Hora do Povo – O que, na sua opinião se deveria esperar dos integrantes da comunidade judaica nas eleições de amanhã?
Como pertencentes à comunidade judaica no Chile, nós pensamos que justamente temos a enorme responsabilidade de atuar para que o terror que se deu nos anos 1930 e 1940, na Europa, não volte a acontecer, não apenas conosco, mas também com todos os diferentes daquilo que os fascistas consideram a “norma”, o que é algo muito diverso do que existe, de fato, no interior das sociedades.
Como pertencentes à comunidade judaica do Chile, nós pensamos que justamente temos a enorme responsabilidade de atuar para que o terror que se deu nos anos 1930 e 1940, na Europa, não volte a acontecer
Acredito que o perigo não é somente à democracia chilena, mas a todas as minorias que vivem nela.
HP – E essa descoberta de que o pai de Kast participou das agressões perpetradas pela Wehrmacht e foi filiado ao partido nazista?
Seu pai era membro do partido nazista na Alemanha e serviu na Wehrmacht, lutando em várias frentes durante a Segunda Guerra Mundial e escapou para o Chile por vias muito turvas. São coisas que o candidato Kast tem negado, mas foi pego na mentira. Há algumas semanas foi comprovado que seu pai sim era do partido nacional-socialista, como se chamava o partido nazista alemão.
Quero deixar claro que pelo fato de um pai defender o nazismo, seu filho não tem porque fazê-lo, acontece que Kast professa a mesma ideologia. Escreve com a mesma forma de pensar.
HP – Ainda assim, uma parcela da comunidade judaica local se mostra disposta a votar em Kast…
Lamentamos que uma parcela da comunidade judaica chilena, assim como acontece com comunidades judaicas em muitas outras partes do mundo, entende que a crítica a Israel, a suas políticas nos territórios palestinos ocupados, ou à própria ocupação, como uma forma de antissemitismo.
É também uma lástima que, dessa forma, parcela da direção oficial desta comunidade denota Gabriel Boric como antissemita, porque seria muito “antiisraelense”, por haver sempre se posicionado contra as políticas israelenses nos territórios ocupados, assim como à própria ocupação e também à repressão que sofrem os palestinos nestes territórios ou ainda contra a discriminação sofrida pelos palestinos dentro de Israel, onde são tratados como cidadãos de segunda classe.
Por essa razão creem e propalam que Gabriel Boric seria antissemita. Essa concepção, infelizmente chega a tal ponto que parte importante da comunidade judaica de Chile está disposta e conclama as pessoas a votarem por Antonio Kast, que tem uma ideologia de extrema direita que, como dissemos, esteve a favor da ditadura militar no Chile e ainda é descendente de nazistas.

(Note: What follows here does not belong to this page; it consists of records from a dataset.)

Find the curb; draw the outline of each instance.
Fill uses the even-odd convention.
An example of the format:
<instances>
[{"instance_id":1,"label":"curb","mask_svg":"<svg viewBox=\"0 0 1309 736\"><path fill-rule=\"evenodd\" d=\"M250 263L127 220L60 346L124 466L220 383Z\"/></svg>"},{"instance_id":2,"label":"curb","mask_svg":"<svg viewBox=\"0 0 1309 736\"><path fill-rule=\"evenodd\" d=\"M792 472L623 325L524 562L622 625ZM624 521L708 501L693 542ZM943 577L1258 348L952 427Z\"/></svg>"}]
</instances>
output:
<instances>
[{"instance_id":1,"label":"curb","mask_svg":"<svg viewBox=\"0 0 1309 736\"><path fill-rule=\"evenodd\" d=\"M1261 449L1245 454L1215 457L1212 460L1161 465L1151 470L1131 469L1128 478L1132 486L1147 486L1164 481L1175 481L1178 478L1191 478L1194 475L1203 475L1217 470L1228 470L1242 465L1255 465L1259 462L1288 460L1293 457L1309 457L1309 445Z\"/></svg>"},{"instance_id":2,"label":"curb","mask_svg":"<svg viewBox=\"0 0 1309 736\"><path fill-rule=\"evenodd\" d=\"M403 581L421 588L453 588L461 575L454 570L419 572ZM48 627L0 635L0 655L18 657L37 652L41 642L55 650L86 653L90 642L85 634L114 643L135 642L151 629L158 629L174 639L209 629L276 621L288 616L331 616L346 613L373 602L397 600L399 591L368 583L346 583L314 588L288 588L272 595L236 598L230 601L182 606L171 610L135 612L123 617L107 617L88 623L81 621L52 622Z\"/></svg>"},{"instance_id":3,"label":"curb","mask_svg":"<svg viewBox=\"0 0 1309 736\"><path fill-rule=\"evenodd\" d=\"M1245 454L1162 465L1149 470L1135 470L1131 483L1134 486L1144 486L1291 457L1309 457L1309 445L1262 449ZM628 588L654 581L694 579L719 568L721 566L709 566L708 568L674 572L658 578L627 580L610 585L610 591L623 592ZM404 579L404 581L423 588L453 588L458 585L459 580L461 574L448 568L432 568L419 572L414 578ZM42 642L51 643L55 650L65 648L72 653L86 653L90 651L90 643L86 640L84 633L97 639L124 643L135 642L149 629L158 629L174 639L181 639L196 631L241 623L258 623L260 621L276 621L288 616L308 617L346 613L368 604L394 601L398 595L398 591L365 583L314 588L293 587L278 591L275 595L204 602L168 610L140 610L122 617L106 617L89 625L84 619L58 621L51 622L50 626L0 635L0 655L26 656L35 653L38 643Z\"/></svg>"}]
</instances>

Isso para mim é incrível e não posso aceitar que essa parcela da comunidade judaica do Chile vá votar por ele.
Segue a ítegra do manifesto de judeus e judias em apoio a Boric:
Declaração de judias e judeus em apoio a Gabriel Boric e contra uma regressão autoritária
Como judías e judeus chilenos com os anelos de uma sociedade mais justa, onde se prime pelo respeito aos direitos humanos e se construam as condições para vida digna para todas e todos, cuidando da biodiversidade que possibilita a vida, apoiamos firmemente a candidatura presidencial de Gabriel Boric e chamamos a todas e todos a votar nele no próximo dia 19 de dezembro de 2021.
Consideramos que o candidato da extrema direita, José Antonio Kast, constitui um grave perigo para o futuro da democracia, da cultura, da justiça, do respeito à dignidade de todas e todos, da paz social.
A história emblemática de exílios e dores do povo judeu, nos impulsiona e obriga a ter uma memória viva e ativa e enfrentar decisivamente os discursos de estigmatização e de desumanização que esse candidato propugna.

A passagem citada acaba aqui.